Les risques apparents avec le bioart d'augmentation corporelle de Stelarc sont néanmoins atténués par la façon dont la symbiose du bioart avec le biohacking s'émancipe à la fois des idées fausses que la société a à leur sujet et de l'obstacle au progrès que ces idées fausses leur donnent. Parce que là où l'on peut affirmer que le biohacking réduit la vie à de simples machines avec des codes piratables, bioart élève la vie dans une esthétique en utilisant les mêmes outils impersonnels de biotechnologie que les biohackers utilisent. Et plus le mouvement de biohacking se développe, plus le bioart se prête comme un véritable examen culturel et non réflexe d'une société post-humaine apparemment en voie d'approche où le génie génétique, l'amélioration humaine et les bébés de conception sont la norme. Les bioéthiciens, ceux-là mêmes qui scrutent les implications morales des sciences biologiques et deviennent donc les arbitres de ce qui est bien et mal, semblent être exactement le contraire par rapport aux bioartistes.

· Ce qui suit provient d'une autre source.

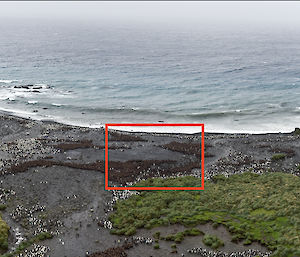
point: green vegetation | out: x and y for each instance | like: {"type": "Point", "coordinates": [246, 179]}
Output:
{"type": "Point", "coordinates": [265, 208]}
{"type": "Point", "coordinates": [212, 241]}
{"type": "Point", "coordinates": [25, 244]}
{"type": "Point", "coordinates": [4, 230]}
{"type": "Point", "coordinates": [276, 157]}
{"type": "Point", "coordinates": [177, 238]}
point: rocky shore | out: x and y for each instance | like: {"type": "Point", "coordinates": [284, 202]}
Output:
{"type": "Point", "coordinates": [52, 180]}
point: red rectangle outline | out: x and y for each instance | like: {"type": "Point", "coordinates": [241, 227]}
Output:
{"type": "Point", "coordinates": [158, 125]}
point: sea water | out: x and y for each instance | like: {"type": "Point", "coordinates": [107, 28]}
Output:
{"type": "Point", "coordinates": [234, 78]}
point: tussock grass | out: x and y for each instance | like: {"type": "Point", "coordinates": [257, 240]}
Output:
{"type": "Point", "coordinates": [265, 208]}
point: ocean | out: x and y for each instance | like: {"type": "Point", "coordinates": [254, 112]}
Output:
{"type": "Point", "coordinates": [231, 78]}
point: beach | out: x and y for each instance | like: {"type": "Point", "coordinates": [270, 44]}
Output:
{"type": "Point", "coordinates": [53, 178]}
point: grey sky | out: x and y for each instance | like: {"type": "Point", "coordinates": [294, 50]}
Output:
{"type": "Point", "coordinates": [211, 11]}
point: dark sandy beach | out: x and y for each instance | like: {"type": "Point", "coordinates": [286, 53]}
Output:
{"type": "Point", "coordinates": [53, 176]}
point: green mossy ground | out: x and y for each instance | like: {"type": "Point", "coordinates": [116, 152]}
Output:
{"type": "Point", "coordinates": [262, 208]}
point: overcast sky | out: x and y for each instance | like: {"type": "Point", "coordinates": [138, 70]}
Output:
{"type": "Point", "coordinates": [269, 12]}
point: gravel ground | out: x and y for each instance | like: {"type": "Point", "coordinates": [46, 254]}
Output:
{"type": "Point", "coordinates": [62, 191]}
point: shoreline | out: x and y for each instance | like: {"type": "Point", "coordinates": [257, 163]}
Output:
{"type": "Point", "coordinates": [61, 167]}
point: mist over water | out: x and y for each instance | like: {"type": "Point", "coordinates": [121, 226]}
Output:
{"type": "Point", "coordinates": [231, 78]}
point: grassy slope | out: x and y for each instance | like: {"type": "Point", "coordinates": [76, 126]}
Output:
{"type": "Point", "coordinates": [262, 208]}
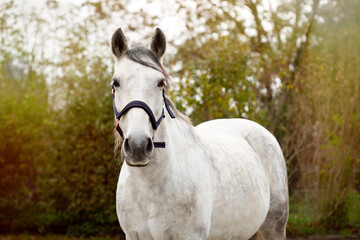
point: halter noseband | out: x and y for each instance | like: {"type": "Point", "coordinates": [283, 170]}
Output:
{"type": "Point", "coordinates": [140, 104]}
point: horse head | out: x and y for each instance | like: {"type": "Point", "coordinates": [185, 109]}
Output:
{"type": "Point", "coordinates": [138, 85]}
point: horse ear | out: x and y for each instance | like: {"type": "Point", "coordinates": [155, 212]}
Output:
{"type": "Point", "coordinates": [158, 43]}
{"type": "Point", "coordinates": [119, 43]}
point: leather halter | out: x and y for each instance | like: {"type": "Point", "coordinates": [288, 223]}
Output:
{"type": "Point", "coordinates": [140, 104]}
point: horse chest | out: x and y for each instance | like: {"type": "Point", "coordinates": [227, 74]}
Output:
{"type": "Point", "coordinates": [158, 211]}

Qui a besoin de bioéthique lorsque vous avez bioart.

À une époque où beaucoup considèrent la technologie comme une force aliénante, le bioart semble être un remède presque frankensteinien mais prométhéen à cela - Glyph



Le discours que le bioart génère non seulement rend les bioéthiciens obsolètes, mais il peut aussi être une forme de communication scientifique plus organique et multi-facettes, car le bioart oblige le public à s'engager dans la science de l'art qui lui est présenté, parfois à un niveau cathartique profond. . Et compte tenu de la communication interdisciplinaire qui doit se produire entre un scientifique et un artiste lorsque les deux parties créent une œuvre d'art biologique (bien qu'elles n'aient aucune expérience dans la discipline de l'autre partie), une forme d'alphabétisation scientifique organique qui fera à la fois l'art. et la science traduisible est garantie. C’est l’évolution de l’engagement du public envers la science que le bioart a le potentiel de naître. L'autre facette du bioart, de la démocratisation de l'expression de soi, est encore plus cruciale et se déroule déjà.

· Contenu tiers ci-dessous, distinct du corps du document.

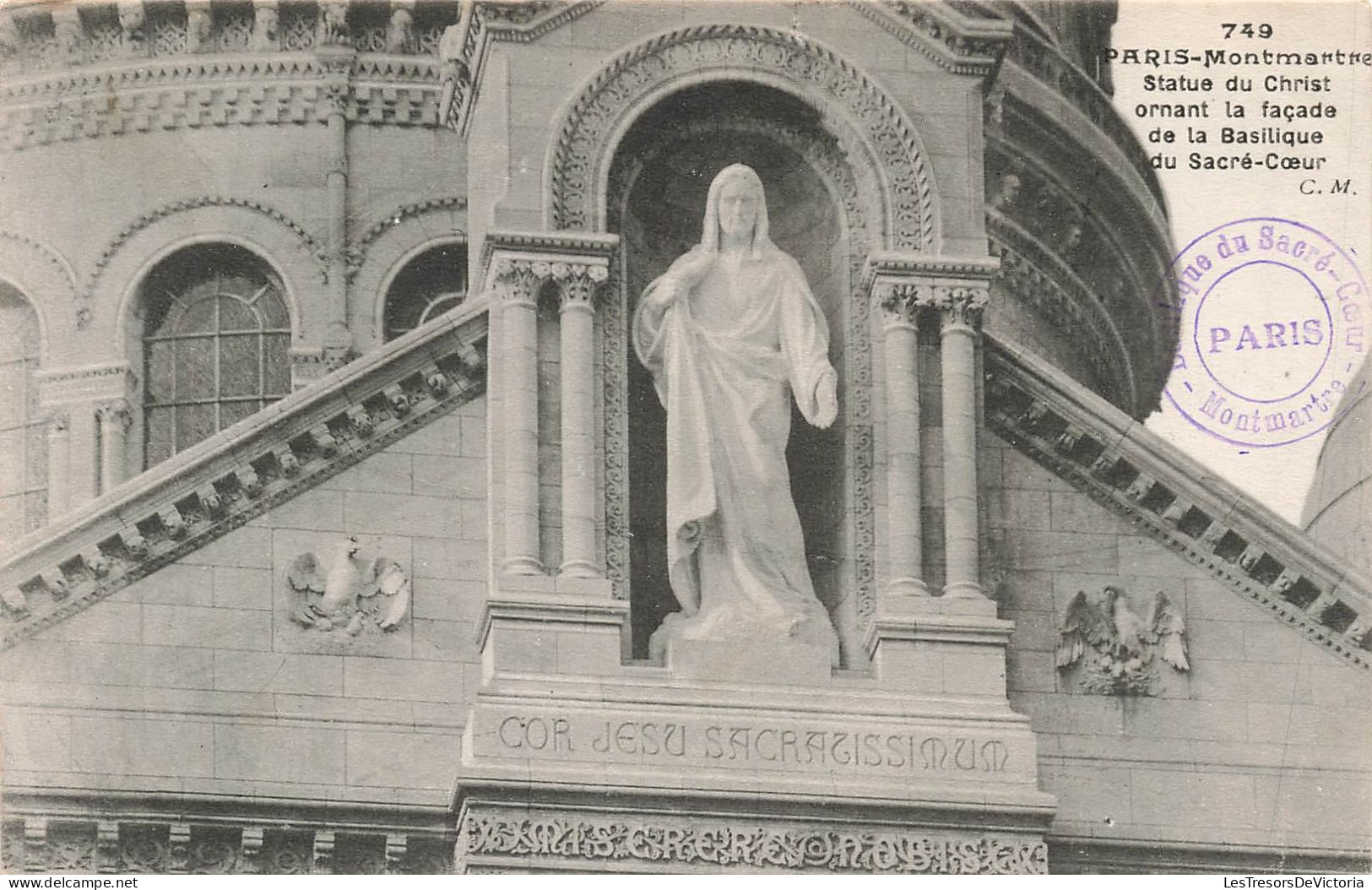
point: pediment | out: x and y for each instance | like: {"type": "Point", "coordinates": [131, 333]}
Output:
{"type": "Point", "coordinates": [259, 464]}
{"type": "Point", "coordinates": [961, 40]}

Tout le monde, même par un simple toilettage personnel, est dans une certaine mesure un bioartiste. Maquillage, coiffure; il y a une science dans tout cela - un processus parfois rigoureux qui doit être suivi, souvent à l'aide d'outils spécifiques, pour générer un certain résultat, une image spécifique. Mais le but final est généralement de créer une perception, une impression, un art. En effet, l'image que l'on présente au monde peut impliquer de nombreuses formes élaborées de bioartie - que ce soit par le bricolage cosmétique ou la modification socio-comportementale; tellement que ce dernier peut même modifier l’expression de ses gènes . Bioart favorise une conscience de soi de cela, et quand il y a une convergence avec le biohacking, cette conscience de soi peut devenir l'autonomisation, avec l'individu presque capable de construire et de déconstruire sa biologie, presque capable d'exprimer artistiquement son Soi auto-actualisé. , libre de la biologie. Et donc, tout comme le biohacking démocratise la biotechnologie, cette hybridation en cours de bioart et de biohacking démocratisera l'expression de soi. Grâce au bioart, les notions de fondamentalisme biologique ne limiteront pas l'expression de soi.

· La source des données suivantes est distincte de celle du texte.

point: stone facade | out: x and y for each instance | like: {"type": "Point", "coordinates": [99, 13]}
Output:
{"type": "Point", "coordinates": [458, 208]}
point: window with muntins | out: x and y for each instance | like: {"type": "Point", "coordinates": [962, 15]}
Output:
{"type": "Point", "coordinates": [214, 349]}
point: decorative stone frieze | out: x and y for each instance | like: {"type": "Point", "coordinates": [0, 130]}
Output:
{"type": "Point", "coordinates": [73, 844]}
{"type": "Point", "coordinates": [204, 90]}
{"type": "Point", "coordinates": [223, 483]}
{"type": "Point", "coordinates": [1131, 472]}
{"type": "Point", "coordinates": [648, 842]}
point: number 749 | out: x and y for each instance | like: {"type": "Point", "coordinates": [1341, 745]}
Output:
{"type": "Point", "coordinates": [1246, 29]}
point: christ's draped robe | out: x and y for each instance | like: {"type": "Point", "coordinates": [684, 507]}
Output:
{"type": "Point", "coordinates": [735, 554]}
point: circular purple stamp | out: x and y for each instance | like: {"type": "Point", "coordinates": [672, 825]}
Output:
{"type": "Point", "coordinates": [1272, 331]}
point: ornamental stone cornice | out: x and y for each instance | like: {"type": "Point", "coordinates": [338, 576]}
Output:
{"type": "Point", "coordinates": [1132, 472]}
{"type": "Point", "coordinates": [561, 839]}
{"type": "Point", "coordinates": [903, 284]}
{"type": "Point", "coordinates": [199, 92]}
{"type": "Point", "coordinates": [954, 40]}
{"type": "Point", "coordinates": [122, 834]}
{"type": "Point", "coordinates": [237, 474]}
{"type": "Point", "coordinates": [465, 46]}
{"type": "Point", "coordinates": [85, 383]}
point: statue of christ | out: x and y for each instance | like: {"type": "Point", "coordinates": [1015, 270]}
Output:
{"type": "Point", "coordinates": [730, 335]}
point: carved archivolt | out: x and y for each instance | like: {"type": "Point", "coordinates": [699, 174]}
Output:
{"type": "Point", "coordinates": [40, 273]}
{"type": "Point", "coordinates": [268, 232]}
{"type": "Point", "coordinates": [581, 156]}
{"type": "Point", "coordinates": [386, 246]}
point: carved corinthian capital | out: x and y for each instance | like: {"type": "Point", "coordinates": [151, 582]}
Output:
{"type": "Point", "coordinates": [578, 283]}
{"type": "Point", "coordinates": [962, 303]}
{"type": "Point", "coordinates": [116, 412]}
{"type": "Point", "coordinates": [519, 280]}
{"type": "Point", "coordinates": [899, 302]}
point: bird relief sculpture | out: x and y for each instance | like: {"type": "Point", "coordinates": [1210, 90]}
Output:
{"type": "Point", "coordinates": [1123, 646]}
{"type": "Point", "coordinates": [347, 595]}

Bio-art, bio-piratage, biotechnologie; tout cela peut sembler beaucoup de bio-césure, mais cela en dit long sur ce qui se passe: la biologie humaine a un nouveau contexte, et a été ou la vie, se réaffirme sur la culture, les valeurs et la technologie. À une époque où beaucoup pointent vers la technologie comme force aliénante qui contribue à la dévalorisation culturelle et au déclin artistique, à une époque de post-modernité commercialisée dépourvue d'esthétique, le bioart semble être un remède presque frankensteinien mais prométhéen à cela. Pour les artistes qui donnent le ton d'une culture, et avec une culture de bricolage du biohacking devenant leur participation à la révolution biotechnologique qui approche, peut-être que l'avenir peut être émancipé esthétiquement, malgré la technologie . Peut-être pourrions-nous même voir une réincarnation plus démocratique et plus inclusive du « Renaissance Man’ à la suite de cette fusion libre de l'art et de la science; un «post-humain néo-renaissance» pour la révolution biotechnologique à venir? Peut-être.